If the local Labour or Conservative party made enquiries for their Christmas party, I would know their perspective on economic and social issue.
I have my own political beliefs and am a member of a political party.
So, would I work for the oppo?
Probably not, as I might find the prolonged contact with people with diametrically opposed views to mine too much to handle.
But, let’s face it everybody has their price and for the right fee I could be persuaded!
Of course, if the sole purpose of the political party is fostering prejudice, hate and discrimination, under no circumstances would I take a booking.
Performing for Pressure Groups
Then there are political groups that are not party political. This covers pressure groups such as Greenpeace, Amnesty International, for example.
If I felt in favour or neutral about their campaign, I would be happy to entertain.
If it was campaigning for something, I profoundly disagreed with eg restoring the death penalty (which I abhor) then I couldn’t take the job and still look my face in the mirror.
Performing for Religious Groups
Next are religious groups. I am an atheist but have no quarrel with those who are believers. I know some people may the blame of many of the world’s woes at the feet of religion. And it must bear some responsibility. However, religion has provided solace and inspiration to mankind through history.
So, yes, I would be happy to entertain at a function organised by a religious group. Indeed, I have performed at parties celebrating religious events such as Bar Mitzvahs and Christenings.
Actually, as it happens, my first paid booking was a Bar Mitzvah.
Performing for Obnoxious Twats
But what about situations where guests that I am entertaining say things that are unkind, be it about race, creed, gender or sexual orientation?
Luckily, this hasn’t happened to me so far.
But thinking about how I would (should) react, well I feel I just have to hold my peace.
One of the reasons I give for booking a magician in the first place is that we enhance the smooth running of the party and the guests’ entertainment. My job is to make parties work well, so any conflict with a guest is a ‘no no’ for me. I don’t need by booker needing to intervene in a stand-up row about gay marriage.
How could I deal with it?
Catch the eye of the other guests and hope they challenge the behaviour.
Just finish the trick as quickly as possible and then move on to other guests.
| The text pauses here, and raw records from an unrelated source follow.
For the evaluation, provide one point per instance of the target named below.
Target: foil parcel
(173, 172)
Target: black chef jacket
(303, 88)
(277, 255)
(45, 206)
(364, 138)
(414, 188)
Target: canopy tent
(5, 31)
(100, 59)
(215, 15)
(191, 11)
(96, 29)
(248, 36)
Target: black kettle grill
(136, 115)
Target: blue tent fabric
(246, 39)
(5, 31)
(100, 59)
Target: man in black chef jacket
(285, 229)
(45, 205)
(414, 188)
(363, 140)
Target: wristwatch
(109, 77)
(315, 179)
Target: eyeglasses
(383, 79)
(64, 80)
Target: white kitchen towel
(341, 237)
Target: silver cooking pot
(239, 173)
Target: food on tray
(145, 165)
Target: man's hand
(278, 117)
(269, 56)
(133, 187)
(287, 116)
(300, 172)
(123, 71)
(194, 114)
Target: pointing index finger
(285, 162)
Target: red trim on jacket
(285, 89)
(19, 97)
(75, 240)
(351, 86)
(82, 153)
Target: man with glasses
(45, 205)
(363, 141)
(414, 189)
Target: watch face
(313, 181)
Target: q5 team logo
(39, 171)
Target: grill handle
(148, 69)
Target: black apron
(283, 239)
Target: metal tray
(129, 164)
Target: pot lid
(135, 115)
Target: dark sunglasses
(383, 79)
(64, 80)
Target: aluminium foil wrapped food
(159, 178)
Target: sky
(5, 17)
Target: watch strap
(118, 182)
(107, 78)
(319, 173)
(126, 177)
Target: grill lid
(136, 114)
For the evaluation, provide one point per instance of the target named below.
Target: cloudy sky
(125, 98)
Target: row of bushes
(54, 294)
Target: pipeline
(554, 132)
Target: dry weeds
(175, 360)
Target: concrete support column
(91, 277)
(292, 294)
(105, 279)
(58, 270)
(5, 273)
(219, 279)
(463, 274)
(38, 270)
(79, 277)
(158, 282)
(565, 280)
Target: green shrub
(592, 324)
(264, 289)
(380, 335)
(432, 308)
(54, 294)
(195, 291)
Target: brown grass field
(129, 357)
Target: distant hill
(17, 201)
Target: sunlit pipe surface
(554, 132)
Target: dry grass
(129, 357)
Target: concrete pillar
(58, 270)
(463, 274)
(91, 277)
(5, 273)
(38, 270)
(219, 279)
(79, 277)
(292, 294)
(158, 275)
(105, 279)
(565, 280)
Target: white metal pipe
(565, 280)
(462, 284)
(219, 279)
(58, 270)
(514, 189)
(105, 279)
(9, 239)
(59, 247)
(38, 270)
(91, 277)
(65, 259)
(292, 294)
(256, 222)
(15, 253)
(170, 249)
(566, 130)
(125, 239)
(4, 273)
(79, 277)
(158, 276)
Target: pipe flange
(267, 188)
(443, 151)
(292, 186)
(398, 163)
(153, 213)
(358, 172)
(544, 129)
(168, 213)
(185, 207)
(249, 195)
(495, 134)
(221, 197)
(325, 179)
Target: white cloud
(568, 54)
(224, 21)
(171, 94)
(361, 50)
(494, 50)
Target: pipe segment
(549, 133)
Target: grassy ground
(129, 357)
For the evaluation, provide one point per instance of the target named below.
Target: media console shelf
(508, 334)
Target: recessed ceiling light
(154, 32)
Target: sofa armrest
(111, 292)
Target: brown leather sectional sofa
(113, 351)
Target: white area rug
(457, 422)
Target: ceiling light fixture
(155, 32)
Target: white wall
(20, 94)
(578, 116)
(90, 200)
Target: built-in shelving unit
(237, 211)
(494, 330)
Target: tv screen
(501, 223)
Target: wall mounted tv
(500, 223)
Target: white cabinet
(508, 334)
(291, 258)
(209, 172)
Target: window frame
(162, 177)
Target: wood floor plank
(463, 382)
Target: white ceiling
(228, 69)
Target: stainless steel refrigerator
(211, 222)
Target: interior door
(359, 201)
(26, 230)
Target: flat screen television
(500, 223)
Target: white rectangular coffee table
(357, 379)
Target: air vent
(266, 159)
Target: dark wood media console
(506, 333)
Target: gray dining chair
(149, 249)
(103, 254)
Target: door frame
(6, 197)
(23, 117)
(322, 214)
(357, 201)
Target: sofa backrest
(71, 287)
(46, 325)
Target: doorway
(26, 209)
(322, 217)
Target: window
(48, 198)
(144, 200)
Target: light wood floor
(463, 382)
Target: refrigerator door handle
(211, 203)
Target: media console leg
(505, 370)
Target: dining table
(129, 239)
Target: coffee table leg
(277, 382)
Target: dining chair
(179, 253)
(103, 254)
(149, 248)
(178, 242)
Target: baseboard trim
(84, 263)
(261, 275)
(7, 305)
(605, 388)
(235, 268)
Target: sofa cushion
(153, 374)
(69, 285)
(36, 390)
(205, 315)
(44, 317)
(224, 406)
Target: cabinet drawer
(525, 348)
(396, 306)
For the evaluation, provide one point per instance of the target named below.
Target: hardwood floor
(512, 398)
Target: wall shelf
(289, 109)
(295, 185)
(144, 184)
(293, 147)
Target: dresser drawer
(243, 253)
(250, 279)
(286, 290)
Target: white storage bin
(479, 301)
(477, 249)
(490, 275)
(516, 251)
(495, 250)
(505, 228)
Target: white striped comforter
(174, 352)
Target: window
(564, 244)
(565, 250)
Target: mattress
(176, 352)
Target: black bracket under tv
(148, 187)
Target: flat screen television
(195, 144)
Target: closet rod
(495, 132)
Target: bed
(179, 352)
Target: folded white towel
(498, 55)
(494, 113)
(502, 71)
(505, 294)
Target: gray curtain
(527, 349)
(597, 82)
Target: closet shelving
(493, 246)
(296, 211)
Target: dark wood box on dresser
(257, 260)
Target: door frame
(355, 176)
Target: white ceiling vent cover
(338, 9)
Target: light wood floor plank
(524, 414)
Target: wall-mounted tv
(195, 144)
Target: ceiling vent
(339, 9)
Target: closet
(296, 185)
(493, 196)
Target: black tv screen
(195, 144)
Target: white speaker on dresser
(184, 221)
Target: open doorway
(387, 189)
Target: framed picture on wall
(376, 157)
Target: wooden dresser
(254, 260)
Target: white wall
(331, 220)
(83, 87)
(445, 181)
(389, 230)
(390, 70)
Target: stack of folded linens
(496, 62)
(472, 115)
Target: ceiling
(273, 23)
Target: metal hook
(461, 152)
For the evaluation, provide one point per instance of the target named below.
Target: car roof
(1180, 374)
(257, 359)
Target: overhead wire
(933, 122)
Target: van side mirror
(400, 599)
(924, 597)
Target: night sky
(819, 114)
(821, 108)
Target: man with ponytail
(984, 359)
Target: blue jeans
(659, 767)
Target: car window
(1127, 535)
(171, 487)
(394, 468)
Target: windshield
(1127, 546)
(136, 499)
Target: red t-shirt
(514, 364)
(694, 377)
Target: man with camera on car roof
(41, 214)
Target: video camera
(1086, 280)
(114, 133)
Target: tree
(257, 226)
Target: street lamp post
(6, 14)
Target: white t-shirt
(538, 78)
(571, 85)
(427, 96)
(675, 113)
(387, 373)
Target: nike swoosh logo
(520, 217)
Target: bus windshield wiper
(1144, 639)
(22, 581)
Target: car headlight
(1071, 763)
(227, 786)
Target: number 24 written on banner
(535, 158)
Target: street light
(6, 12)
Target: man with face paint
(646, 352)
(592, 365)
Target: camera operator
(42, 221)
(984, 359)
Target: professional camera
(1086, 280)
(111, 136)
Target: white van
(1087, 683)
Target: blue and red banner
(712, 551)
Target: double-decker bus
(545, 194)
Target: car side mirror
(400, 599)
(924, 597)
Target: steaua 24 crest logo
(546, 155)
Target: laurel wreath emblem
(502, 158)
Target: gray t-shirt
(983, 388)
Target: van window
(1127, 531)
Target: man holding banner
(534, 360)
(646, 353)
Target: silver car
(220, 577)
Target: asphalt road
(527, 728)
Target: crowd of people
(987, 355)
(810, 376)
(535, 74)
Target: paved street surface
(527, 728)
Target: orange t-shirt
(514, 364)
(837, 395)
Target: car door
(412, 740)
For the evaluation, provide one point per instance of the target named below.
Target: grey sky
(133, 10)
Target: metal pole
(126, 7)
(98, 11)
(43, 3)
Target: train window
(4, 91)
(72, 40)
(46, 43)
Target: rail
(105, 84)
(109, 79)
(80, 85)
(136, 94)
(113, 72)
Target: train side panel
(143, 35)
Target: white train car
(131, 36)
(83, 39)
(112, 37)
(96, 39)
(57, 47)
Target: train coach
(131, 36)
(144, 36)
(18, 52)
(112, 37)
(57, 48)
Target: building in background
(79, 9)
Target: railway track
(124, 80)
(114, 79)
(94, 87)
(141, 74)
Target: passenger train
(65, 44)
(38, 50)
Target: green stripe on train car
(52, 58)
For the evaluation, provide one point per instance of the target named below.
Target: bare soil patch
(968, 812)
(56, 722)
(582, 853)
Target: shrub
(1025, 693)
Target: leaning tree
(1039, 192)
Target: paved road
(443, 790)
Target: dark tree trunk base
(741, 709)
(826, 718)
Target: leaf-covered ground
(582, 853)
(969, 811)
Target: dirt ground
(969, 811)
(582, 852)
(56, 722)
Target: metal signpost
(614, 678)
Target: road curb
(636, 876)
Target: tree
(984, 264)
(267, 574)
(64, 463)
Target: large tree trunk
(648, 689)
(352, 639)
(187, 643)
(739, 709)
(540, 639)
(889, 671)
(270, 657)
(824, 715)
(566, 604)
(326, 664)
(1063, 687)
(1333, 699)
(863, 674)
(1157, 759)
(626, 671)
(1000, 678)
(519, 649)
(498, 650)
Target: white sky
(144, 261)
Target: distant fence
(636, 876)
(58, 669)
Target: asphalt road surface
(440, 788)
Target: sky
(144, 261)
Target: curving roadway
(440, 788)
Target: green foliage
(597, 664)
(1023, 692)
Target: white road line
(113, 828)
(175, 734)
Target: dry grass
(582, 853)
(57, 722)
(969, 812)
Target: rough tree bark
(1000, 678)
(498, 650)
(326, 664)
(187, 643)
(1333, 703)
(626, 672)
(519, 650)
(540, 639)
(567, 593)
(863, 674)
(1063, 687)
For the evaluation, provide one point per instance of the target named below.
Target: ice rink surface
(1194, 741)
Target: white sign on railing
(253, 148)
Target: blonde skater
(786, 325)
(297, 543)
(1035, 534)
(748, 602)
Break my cardinal rule of never embarrassing a guest and perform a trick in a way that makes them look foolish.
Or maybe, at least in my daydreams, take the high moral route, confront the guest and bugger the consequences .
A bit like Woody Allen, facing a choice between betraying a friend or going to gaol does so magnificently:
Fellas… I don’t recognize the right of this committee to ask me these kind of questions. And furthermore, you can all go fuck yourselves.
You can watch it HERE.
Who hasn’t dreamt of saying that to a difficult client or boss?